Charlotte Hornets

Can Cody Zeller return before Charlotte Hornets’ playoff chances expire?

Here's what Hornets center Cody Zeller said about his knee rehab

Charlotte Hornets center Cody Zeller, on Jan. 11, 2018, discusses the month he has already lost to knee surgery, and what’s next before he can resume playing.
Up Next
Charlotte Hornets center Cody Zeller, on Jan. 11, 2018, discusses the month he has already lost to knee surgery, and what’s next before he can resume playing.

It’s been a month since Charlotte Hornets center Cody Zeller had surgery in Los Angeles to repair a torn medial meniscus in his left knee.

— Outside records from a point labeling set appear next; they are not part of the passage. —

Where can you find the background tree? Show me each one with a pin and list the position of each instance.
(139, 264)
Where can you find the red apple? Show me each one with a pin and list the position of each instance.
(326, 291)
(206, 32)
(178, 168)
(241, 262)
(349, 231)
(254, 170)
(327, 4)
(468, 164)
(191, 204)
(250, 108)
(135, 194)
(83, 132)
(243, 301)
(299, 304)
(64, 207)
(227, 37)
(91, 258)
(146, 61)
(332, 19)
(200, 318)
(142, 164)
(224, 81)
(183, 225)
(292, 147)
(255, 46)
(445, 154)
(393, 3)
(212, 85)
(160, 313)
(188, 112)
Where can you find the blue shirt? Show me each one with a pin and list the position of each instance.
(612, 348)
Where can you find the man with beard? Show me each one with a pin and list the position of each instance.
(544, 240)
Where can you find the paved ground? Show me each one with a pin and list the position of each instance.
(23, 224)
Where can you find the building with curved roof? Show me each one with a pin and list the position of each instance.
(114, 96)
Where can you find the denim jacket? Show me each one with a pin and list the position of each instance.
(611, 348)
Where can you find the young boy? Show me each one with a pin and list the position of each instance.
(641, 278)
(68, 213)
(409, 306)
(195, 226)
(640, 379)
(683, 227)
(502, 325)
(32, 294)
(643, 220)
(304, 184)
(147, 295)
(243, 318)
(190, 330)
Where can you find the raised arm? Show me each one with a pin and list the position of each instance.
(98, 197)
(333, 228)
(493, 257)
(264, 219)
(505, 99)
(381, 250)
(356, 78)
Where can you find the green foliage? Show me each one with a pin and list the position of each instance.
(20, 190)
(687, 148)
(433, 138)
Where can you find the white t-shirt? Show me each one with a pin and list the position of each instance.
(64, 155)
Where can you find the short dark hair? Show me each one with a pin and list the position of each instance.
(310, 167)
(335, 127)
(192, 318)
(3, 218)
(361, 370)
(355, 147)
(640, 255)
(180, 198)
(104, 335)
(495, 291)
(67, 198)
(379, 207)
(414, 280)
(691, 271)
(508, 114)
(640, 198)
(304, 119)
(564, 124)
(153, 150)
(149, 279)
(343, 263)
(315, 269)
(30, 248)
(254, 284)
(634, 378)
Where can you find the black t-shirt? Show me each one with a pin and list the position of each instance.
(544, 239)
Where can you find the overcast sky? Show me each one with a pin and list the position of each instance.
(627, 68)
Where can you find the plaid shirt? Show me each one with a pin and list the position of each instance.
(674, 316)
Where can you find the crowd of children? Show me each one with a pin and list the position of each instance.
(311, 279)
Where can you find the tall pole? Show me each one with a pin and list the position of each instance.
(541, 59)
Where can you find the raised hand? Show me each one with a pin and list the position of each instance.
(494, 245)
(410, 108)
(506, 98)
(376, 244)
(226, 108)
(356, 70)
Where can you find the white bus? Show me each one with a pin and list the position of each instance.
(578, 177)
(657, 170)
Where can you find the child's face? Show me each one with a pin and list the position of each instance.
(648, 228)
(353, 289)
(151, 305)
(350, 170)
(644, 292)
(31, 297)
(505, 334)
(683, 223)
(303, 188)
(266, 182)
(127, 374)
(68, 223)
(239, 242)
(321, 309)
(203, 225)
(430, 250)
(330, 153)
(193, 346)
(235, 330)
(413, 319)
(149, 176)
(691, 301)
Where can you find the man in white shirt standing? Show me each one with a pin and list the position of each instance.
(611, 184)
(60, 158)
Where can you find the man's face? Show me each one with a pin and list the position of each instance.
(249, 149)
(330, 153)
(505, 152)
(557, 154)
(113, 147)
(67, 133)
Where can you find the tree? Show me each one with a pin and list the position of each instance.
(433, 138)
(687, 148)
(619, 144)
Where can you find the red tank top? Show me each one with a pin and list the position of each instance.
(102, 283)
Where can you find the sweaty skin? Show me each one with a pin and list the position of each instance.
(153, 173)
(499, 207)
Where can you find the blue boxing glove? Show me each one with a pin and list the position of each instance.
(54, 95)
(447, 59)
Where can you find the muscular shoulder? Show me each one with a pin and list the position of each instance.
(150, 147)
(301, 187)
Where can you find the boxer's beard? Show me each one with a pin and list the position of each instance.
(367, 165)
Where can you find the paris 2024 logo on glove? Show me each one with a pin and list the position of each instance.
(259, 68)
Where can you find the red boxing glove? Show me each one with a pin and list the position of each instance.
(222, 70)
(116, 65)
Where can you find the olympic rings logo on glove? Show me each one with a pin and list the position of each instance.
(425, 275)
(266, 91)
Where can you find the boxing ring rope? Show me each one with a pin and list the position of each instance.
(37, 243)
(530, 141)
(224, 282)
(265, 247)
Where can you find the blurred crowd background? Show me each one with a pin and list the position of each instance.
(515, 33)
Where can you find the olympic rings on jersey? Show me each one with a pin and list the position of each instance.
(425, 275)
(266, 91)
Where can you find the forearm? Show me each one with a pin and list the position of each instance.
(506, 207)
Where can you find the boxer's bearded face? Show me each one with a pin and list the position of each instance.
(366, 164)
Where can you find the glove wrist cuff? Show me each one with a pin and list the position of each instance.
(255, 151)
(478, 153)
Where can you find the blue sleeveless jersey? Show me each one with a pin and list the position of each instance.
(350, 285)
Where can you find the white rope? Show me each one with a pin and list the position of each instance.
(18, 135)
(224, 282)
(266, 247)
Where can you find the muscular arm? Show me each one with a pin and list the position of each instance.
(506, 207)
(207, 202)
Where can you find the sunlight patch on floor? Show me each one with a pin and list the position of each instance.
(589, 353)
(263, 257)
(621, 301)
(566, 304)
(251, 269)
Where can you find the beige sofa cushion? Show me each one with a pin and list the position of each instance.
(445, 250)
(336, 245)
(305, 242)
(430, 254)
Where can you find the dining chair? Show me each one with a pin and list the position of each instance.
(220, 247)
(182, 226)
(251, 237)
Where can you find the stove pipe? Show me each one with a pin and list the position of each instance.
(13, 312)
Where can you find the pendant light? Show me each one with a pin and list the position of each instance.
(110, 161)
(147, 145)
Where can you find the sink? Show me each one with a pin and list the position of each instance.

He is right on schedule with what his surgeon projected as a timeline for recovery. But Zeller is still weeks away from being ready to practice, and then to play. By the time he is cleared for games, the Hornets’ playoff pursuit could well be over.

Zeller, in his fifth NBA season, was replaced as the starting center with the June trade for future Hall-of-Famer Dwight Howard. Zeller embraced the idea of playing with the second unit, a major weakness for the Hornets last season.

Instead, he’s missed the Hornets’ last 16 games after hurting himself in the Dec. 6 home loss to the Golden State Warriors.

Tuesday marked four weeks since the surgery, which involved removing some torn meniscus, the body’s natural shock absorber in joints. Zeller’s doctor has performed similar surgery on Los Angeles Clippers All-Star Blake Griffin.

“He told me I would feel like I want to play after four weeks, and I do. I feel healthy, I feel good (when) walking up stairs,” Zeller told the Observer in a one-on-one interview Wednesday. “(However,) he said it is a little bit of an adjustment without that extra cushion in my knee.”

This is the second significant injury of Zeller’s NBA career. The former Indiana Hoosiers star needed right shoulder surgery in April of 2015, but that was shortly after the conclusion of the regular season. This is the first extended time he has missed during a season. It’s been frustrating watching the Hornets slip to 15-24 after entering this season expecting a return to the playoffs.

“It’s been such an out-of-body experience watching (road) games on TV,” Zeller said.

“They were on the West Coast for 10 or 11 days. You are around these guys every day for so much of the year, and not only on the basketball court. You get to know them so well that they become your close friends, as well. Being away from the team is tough.”

Until the past couple of days, Zeller’s exercise was restricted to equipment that minimizes stress on joints; an elliptical trainer, an underwater treadmill and a machine that reduces gravitational pull to a calibrated percentage of a person’s actual weight while running.

“Now I can do a little bit of jumping (in order to do) spot shooting. And a little bit more jogging. That’s kind of the progression,” Zeller said.

In Zeller’s absence, Frank Kaminsky and Johnny O’Bryant have each seen additional playing time at center. The fourth overall pick by the then-Bobcats in the 2013 draft, Zeller has been injured often during brief stints of his NBA career, in part because he tends to draw a lot of contact in the lane to the head and shoulders.

Zeller missed 20 games last season. He’s already has missed 20 games this season, including four games in October due to a right knee bruise.